Коммандер сделал быстрый судорожный жест, но Брендон, словно желая предупредить официальные изъявления благодарности, сказал:
— Позже мы расскажем вам о битве за Шарванн. Ваш брат порядком попортил кровь Хриму Беспощадному. — Брендон посмотрел на Осри и добавил мягко: — Гностор Себастьян Омилов, отец присутствующего здесь лейтенанта Омилова, был с ним до конца. — Осри заметил, с каким напряжением смотрят голубые глаза Эренарха. Спал ли он вообще в эту ночь?
— Ваше Высочество, — сказал Осри, исполняя свою роль, — я должен заступить на службу.
Брендон кивнул, нажал на клавишу замка, и они вышли, оставив коммандера одного.
* * *
Жаим, посмотрев, как Брендон и Осри идут через сад к воротам, перевел взгляд на чашку с кофе.
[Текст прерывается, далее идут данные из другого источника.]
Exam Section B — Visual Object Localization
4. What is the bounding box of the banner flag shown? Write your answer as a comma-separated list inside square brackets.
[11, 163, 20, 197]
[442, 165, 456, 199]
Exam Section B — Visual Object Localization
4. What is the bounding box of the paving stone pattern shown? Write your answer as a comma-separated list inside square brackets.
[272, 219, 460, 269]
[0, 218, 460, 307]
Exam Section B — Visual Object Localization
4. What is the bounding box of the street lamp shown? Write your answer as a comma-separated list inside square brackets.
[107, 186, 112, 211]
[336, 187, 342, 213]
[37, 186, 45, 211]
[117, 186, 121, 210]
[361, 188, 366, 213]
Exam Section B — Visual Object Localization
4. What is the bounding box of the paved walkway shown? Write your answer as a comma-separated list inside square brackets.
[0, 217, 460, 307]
Он старался не выдать своего нетерпения.
«Вот он, подходящий момент».
В чашке был настоящий кофе, изготовленный из зерен, выращенных и обжаренных прямо здесь, на станции. Еще одно свидетельство здешней мощи и богатства — но, разумеется, не все на станции Арес могут пить кофе, когда захотят. При всей обширности этого места не так уж много площади можно выделить для производства деликатесов. На Аресе, вероятно, есть люди, которые никогда не пробовали кофе или пробуют очень редко. Но в Аркадском Анклаве запасы этого продукта неисчерпаемы.
Жаим посмотрел на Монтроза, и тот, поймав его взгляд, придвинулся к Себастьяну Омилову. Гностор так и сидел на плюшевой кушетке, глядя на дерево с серебряными листьями, растущее прямо из пола.
Монтроз налил себе кофе из серебряного сосуда и сказал весело, кивнув на роскошный пульт, вделанный в буфет:
— Видали эту штуку? Там внутри сто сорок девять сообщений — три последних только что поступили. Спрашивается, кто из нас должен этим заниматься?
— Его проблема, — ответил Жаим. — Он не говорил, что я должен просматривать его почту.
Их разговор вывел Омилова из задумчивости, но гностор по-прежнему молчал, переводя взгляд с одного на другого.
— Ну-с? — сказал ему Монтроз, упершись руками в колени. — Если хотите что-то сказать — говорите, а потом ступайте отдыхать, как рекомендует ваш медик.
— Вот одна из причин, почему Брендон хочет передать Фазо перстень без церемоний, — медленно проговорил гностор. — Если бы он устроил из этого зрелище, на кого бы все смотрели?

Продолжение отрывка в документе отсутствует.